What is Ovis1.6-Gemma2-9B?

Ovis1.6-Gemma2-9B is an advanced multimodal large language model that combines text and image processing capabilities. Built upon the Ovis1.5 architecture, this model represents a significant advancement in high-resolution image processing and multimodal understanding. It utilizes a Gemma2-9B language model integrated with a SigLIP-400M vision transformer, creating a powerful system for image-text tasks.

Implementation Details

The model leverages a novel architectural approach that structurally aligns visual and textual embeddings. It supports batch processing and can handle images with text queries up to 8192 tokens in length. The implementation uses BF16 precision for optimal performance and efficiency.
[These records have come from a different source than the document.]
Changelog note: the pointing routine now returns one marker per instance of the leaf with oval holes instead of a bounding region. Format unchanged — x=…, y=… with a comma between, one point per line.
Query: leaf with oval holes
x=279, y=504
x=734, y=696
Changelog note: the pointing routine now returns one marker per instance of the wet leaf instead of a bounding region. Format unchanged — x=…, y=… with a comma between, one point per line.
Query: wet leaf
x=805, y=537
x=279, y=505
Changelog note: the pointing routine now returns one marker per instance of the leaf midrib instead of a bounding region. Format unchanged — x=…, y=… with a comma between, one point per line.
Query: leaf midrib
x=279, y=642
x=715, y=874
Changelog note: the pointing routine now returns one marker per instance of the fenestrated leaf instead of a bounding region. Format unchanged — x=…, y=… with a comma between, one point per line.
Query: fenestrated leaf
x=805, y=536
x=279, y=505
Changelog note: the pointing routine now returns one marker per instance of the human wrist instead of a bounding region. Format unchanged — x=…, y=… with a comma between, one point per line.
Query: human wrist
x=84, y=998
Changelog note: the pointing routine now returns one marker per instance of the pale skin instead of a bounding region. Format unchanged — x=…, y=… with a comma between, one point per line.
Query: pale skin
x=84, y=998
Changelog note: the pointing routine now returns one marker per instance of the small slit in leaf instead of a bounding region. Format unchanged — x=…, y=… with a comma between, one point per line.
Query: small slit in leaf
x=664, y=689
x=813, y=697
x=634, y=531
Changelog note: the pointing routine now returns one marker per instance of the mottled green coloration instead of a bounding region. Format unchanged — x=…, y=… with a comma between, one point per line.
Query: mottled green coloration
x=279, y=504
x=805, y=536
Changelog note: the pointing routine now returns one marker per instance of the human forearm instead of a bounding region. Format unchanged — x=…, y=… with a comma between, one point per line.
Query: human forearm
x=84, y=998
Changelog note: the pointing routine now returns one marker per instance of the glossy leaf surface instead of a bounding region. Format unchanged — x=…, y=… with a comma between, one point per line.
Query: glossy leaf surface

Integrated SigLIP-400M visual processor for enhanced image understanding
Advanced DPO training following instruction-tuning
Supports high-resolution image processing
Implements efficient batch inference capabilities

Core Capabilities

Leading performance in OpenCompass benchmark for models under 30B parameters
Efficient image-text processing and generation
High-quality multimodal understanding and response generation
Flexible deployment options with comprehensive API support

Frequently Asked Questions

Q: What makes this model unique?

The model stands out for its efficient architecture that achieves state-of-the-art performance with just 10.2B parameters, leading the OpenCompass benchmark among open-source MLLMs within the 30B parameter range. Its structural embedding alignment approach for multimodal processing sets it apart from conventional architectures.

Q: What are the recommended use cases?

The model excels in image-text tasks including image description, visual question answering, and multimodal dialogue. It's particularly suitable for applications requiring high-quality image understanding and natural language interaction.